La estructura que desde un principio
adoptó “La rueda” no podía ser más clásica: tres partes diferenciadas (correspondientes
a los manidos conceptos narrativos de planteamiento-nudo-desenlace), cada una
de las cuales estaba constituida por 20 capítulos de una extensión no superior
a las 2 páginas. Pretendía que el resultado final fuese una novela corta de 60
capítulos de ágil lectura. Aquí es donde entró la primavera para fijar, por
medio de sus zarandeos meteorológicos, el armazón narrativo de la historia. En
la primera parte, se presenta una sucesión de curiosos personajes, como seres
vivos que afloran a las calles con la llegada de la ansiada estación. En la
segunda se desencadenan los sucesos y relaciones entre ellos, como respondiendo
a los episodios de inestabilidad tan típicos de aquella: los chubascos, las rachas
de viento, el granizo… seguidos o alternados por los reflejos del sol, el
espectro del arcoíris o las bondades de la brisa mañanera. Por fin,
en la tercera, hay una resolución de la mayoría de esos azares, imbricados en torno
a un suceso vertebrador de índole criminal.

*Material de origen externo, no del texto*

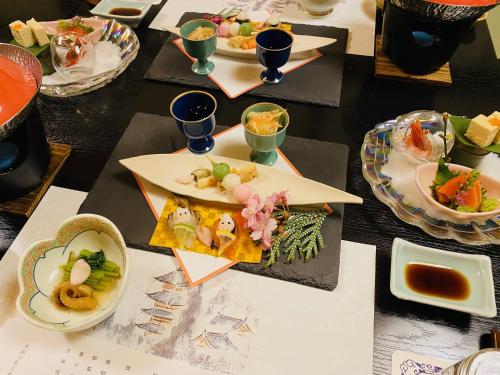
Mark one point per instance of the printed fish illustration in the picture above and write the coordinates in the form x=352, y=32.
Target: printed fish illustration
x=152, y=327
x=213, y=340
x=166, y=298
x=159, y=313
x=175, y=278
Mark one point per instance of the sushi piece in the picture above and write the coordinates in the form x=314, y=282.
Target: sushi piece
x=38, y=31
x=481, y=131
x=22, y=34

Tengo que confesar que en “La rueda
del extravío” se hallan algunos de los personajes y páginas más queridos por
mí hasta ahora. A bote pronto, se me presentan unos cuantos, como cromos en un álbum de la
posguerra: Sandra, la opositora con la cabeza llena de nubes en vez de apuntes;
su madre, la amorosa Paola Romera Hammerschmidt, que colma de ternura la
residencia para enfermos de Alzheimer; los gemelos con sus barbas, sus
chaquetas y sus guitarras, más el reluciente Jaguar en el que realizan sus recorridos
urbanos; las mujeres de estos, hembras despampanantes y confusas a la edad de
cuarenta; Francisquito, el enamoradizo muchachito discapacitado, autor de
hermosas cartas de amor; sin olvidar a Delfín, el umbrío vendedor de
enciclopedias, con su maletín y su trauma a cuestas… Estos y otros muchos
personajes son los que pueblan las 158 páginas impresas de “La rueda”. En
cuanto al estilo, contaré que he pretendido fuese vivo en todo momento.

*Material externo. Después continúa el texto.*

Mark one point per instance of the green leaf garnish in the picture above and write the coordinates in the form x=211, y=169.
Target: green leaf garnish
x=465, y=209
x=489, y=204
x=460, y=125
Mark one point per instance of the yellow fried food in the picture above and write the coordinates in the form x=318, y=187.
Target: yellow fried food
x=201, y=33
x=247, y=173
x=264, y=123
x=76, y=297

Saltarín, barroco, zascandil, adornado según la ocasión de juguetonas subordinadas, expresiones castizas o palabras
sacadas del magín de la RAE, algunas de ellas hoy moribundas. No sé si lo he
conseguido, pero ése ha sido mi propósito. Ahora sólo queda poner la novela en
vuestras manos, para que la leáis y juzguéis como mejor os plazca. Ojalá os
guste, es mi deseo último como autor.